The amendment to the Higher Education Act is necessary to allow the six university hospitals in Bonn, Aachen, Cologne, Düsseldorf, Essen and Münster to withdraw from the state employers' association (AdL NRW). Only in this way can the clinic management conduct independent collective bargaining.

For many weeks, the specialists and nursing staff at the university hospitals have been fighting together with the Verdi union for a collective agreement that is intended to guarantee them better working conditions with precisely defined staffing levels. Extensive strike measures have been going on in the clinics for a good four weeks. In the meantime, there have been several discussions with the employers without them submitting an offer.

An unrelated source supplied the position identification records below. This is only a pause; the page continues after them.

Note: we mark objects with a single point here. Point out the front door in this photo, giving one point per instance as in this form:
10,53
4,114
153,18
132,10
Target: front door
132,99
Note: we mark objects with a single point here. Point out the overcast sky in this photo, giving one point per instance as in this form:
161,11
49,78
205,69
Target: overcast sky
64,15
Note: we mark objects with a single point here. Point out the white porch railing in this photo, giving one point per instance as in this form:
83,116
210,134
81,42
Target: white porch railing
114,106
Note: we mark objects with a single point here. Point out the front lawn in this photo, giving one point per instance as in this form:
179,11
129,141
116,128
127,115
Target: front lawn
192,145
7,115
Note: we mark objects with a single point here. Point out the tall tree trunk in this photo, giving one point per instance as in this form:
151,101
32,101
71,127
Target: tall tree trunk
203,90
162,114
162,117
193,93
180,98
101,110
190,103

After the decision of the collective bargaining community of German states (TdL) on May 2nd to reject a corresponding application from the state, the clinics are barred from collective bargaining because of their AdL membership. "It is our declared goal to enable collective bargaining to effectively relieve the burden on specialist and nursing staff at the university hospitals," said Science Minister Isabel Pfeiffer-Poensgen (independent). "Since the TdL refuses to negotiate its own, the withdrawal of the clinics from the employers' association is the only option for this."

With the proposed amendment to the Higher Education Act, the state government is paving the way for an agreement on a collective bargaining agreement and is keeping its word. Pfeiffer-Poensgen: "I'm confident that collective bargaining can start soon, which will hopefully lead to an improvement in the situation for the staff at our university hospitals in North Rhine-Westphalia."

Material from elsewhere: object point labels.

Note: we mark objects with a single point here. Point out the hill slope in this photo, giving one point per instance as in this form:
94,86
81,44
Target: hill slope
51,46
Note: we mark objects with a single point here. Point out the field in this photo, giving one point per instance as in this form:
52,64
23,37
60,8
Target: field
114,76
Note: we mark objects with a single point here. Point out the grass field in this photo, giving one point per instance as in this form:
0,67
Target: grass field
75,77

According to Minister of Labor and Health Karl-Josef Laumann (CDU), it is imperative that the university hospitals leave the AdL. "There was no other way to pave the way for collective bargaining." You have "done your homework so that there can be noticeable improvements and relief for the employees". According to Laumann, further negotiations are now a matter for the parties to the collective agreement. He hopes that for all sides - the employees, the clinics and the patients - "reasonable agreements can be reached very soon". In addition, the government stands by the sectoral collective agreement, the standards of which should continue to apply to the university hospital employees despite the withdrawal from the AdL.

In addition to leaving the AdL, the change in the law should also enable the establishment of a separate employers' association for the NRW university hospitals. At the same time, it is to be ensured that, in addition to the additional relief collective agreement, the employees will continue to remain in the current collective agreements of the state until the conclusion of new collective agreements by the new employers' association. In the future, too, the aim is to prevent clinic employees from being treated less favorably than other state employees.

After parliamentary deliberations, the NRW state parliament must then decide on an amendment to the law on higher education.